Langfuse is an open-source observability and evaluation platform for LLM applications. It captures traces of LLM calls, measures latency and costs, manages prompt versions, and supports running evaluations against curated datasets. You can use the hosted cloud version at langfuse.com or self-host the entire platform using Docker Compose. It integrates with LangChain, LlamaIndex, OpenAI's SDK, and most other LLM frameworks.
How do I self-host Langfuse?
Self-hosting Langfuse requires Docker and Docker Compose. You clone the repository, set environment variables for your database connection and authentication secrets, and run docker compose up. Langfuse uses PostgreSQL for storage and Clickhouse for analytics data. The documentation covers production hardening, including using managed database services rather than running databases in containers. For Kubernetes deployments, a Helm chart is available.
Does Langfuse work with non-LangChain applications?
Yes. Langfuse works with any LLM application. The SDK provides decorators and context managers for tracing in Python and JavaScript without depending on any particular framework. There are also dedicated integrations for LangChain, LlamaIndex, and OpenAI's SDK that reduce the manual wrapping required. If you're calling an LLM provider directly, you can use the low-level Langfuse client to log observations manually.
How does Langfuse compare to LangSmith?
Both platforms cover the same core use cases: tracing, prompt management, and evaluation. The main differences are in self-hosting and open-source depth. Langfuse's self-hosting story is more complete: the repository is fully open, the deployment documentation is thorough, and many teams run it successfully on their own infrastructure.

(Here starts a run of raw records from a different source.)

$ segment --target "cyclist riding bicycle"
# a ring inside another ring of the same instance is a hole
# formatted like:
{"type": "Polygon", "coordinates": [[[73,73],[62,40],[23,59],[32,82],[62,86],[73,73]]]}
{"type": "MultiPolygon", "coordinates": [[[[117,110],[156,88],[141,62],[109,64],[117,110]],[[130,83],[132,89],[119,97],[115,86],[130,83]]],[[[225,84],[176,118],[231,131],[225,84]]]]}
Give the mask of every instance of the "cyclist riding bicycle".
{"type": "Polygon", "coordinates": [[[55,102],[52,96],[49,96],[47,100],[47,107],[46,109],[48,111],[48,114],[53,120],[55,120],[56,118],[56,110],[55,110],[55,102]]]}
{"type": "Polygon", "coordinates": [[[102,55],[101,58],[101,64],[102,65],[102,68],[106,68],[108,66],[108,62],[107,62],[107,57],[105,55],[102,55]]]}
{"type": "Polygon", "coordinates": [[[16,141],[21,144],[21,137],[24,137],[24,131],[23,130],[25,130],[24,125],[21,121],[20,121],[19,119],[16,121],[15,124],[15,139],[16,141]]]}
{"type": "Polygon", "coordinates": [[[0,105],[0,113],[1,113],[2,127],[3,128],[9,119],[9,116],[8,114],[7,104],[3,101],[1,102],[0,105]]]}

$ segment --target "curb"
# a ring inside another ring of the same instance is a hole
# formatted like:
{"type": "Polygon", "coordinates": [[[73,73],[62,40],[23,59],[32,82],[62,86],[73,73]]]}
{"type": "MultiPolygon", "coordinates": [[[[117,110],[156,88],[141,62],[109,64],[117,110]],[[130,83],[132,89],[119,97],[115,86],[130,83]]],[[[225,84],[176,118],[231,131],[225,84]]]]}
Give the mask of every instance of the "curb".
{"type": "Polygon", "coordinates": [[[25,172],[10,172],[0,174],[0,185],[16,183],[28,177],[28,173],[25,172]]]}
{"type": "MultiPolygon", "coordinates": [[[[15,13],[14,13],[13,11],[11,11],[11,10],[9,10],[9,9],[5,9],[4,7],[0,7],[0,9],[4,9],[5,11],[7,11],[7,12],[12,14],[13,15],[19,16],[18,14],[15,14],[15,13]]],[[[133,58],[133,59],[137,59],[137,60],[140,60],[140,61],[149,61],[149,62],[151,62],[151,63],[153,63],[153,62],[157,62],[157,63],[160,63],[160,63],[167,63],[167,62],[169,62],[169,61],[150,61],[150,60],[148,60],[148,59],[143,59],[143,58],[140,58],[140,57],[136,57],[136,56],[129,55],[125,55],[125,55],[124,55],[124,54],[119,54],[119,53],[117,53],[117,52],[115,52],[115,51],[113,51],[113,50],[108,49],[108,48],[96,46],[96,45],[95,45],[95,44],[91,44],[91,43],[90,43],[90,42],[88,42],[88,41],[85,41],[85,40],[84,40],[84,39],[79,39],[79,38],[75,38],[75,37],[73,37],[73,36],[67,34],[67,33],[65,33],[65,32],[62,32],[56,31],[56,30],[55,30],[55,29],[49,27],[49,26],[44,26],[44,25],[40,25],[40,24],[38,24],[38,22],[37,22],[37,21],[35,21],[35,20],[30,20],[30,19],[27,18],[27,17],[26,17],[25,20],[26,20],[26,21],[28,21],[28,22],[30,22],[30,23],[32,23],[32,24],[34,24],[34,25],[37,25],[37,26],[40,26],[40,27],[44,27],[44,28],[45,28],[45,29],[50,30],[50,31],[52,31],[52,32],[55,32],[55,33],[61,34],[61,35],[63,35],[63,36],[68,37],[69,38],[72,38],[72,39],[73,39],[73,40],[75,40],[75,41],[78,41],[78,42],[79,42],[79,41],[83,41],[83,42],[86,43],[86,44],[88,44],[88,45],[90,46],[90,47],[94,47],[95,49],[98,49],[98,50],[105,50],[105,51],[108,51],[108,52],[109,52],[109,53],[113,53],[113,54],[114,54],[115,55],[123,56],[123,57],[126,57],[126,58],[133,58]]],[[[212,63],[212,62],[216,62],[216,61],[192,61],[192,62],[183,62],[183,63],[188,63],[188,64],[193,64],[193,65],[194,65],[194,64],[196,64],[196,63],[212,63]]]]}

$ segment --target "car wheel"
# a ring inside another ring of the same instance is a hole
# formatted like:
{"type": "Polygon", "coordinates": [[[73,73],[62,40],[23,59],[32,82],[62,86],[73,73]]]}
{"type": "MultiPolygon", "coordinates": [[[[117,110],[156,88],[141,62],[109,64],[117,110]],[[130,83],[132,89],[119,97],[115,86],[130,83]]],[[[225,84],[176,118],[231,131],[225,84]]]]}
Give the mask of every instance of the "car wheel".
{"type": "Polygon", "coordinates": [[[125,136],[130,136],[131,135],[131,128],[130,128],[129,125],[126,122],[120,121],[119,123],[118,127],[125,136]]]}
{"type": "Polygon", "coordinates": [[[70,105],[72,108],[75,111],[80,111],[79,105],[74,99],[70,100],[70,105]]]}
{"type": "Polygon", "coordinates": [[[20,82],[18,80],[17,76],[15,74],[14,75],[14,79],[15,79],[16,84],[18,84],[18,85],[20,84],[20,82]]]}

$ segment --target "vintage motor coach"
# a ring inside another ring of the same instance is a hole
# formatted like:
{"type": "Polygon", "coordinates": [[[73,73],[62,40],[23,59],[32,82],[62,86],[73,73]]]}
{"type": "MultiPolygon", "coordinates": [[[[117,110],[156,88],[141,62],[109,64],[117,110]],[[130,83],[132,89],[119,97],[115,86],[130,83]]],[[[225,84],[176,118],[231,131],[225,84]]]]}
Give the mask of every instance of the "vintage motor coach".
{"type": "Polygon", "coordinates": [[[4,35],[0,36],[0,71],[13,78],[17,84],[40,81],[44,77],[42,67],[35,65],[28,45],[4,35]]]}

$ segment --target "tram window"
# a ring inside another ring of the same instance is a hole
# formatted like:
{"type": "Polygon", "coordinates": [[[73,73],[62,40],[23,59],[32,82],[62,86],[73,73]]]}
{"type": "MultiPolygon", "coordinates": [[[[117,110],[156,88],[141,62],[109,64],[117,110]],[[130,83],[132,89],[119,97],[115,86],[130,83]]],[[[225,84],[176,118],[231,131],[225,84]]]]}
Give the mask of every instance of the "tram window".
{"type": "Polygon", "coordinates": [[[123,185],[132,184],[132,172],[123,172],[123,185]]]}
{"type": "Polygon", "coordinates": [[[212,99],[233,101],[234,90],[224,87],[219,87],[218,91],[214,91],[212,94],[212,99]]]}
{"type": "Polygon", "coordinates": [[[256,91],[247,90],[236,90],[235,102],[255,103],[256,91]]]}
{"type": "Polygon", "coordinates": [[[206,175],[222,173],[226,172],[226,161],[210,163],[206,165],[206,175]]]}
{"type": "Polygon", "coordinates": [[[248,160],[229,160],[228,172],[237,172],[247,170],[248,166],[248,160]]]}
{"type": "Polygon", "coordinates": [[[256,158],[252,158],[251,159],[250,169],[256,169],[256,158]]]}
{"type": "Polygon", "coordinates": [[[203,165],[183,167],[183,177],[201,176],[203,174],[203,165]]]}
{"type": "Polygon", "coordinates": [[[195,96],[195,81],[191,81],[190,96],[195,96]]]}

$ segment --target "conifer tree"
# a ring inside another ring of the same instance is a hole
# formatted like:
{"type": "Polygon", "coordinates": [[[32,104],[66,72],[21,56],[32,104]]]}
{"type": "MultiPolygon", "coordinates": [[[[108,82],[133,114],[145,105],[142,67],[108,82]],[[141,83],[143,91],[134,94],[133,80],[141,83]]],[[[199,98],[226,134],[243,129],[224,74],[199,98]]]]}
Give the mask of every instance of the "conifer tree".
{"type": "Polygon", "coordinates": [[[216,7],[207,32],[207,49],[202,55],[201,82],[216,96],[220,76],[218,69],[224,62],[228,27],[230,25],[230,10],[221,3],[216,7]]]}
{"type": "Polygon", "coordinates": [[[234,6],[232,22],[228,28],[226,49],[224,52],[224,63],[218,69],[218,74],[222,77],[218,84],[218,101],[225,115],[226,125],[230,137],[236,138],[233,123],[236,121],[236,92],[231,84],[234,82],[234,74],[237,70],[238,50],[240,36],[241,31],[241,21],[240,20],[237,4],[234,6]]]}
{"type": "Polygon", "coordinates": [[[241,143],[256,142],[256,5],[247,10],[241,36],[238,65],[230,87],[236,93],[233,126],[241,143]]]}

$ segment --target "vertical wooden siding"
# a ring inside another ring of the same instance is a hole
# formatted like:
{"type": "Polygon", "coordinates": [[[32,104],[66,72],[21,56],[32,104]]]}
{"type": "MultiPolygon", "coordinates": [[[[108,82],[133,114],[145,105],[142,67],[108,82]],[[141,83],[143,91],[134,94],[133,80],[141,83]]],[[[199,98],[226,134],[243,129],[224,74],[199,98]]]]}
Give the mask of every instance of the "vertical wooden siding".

LangSmith has deeper native LangChain integration and a more mature evaluation system for teams heavily invested in the LangChain ecosystem. LangSmith's free tier is smaller (5,000 traces vs 50,000 observations). The right choice depends on your framework preference and data control requirements.
What counts as an observation in Langfuse?
An observation is a logged unit of work in Langfuse, typically a single LLM call, a span (a segment of processing), or an event. A trace is a tree of observations representing a complete request or workflow. For a simple application that makes one LLM call per user request, each request generates one trace with one observation. For complex chains with multiple steps, each step is its own observation nested within the trace. The free tier's 50,000 observations per month corresponds to roughly 50,000 simple LLM calls, or fewer for complex multi-step chains.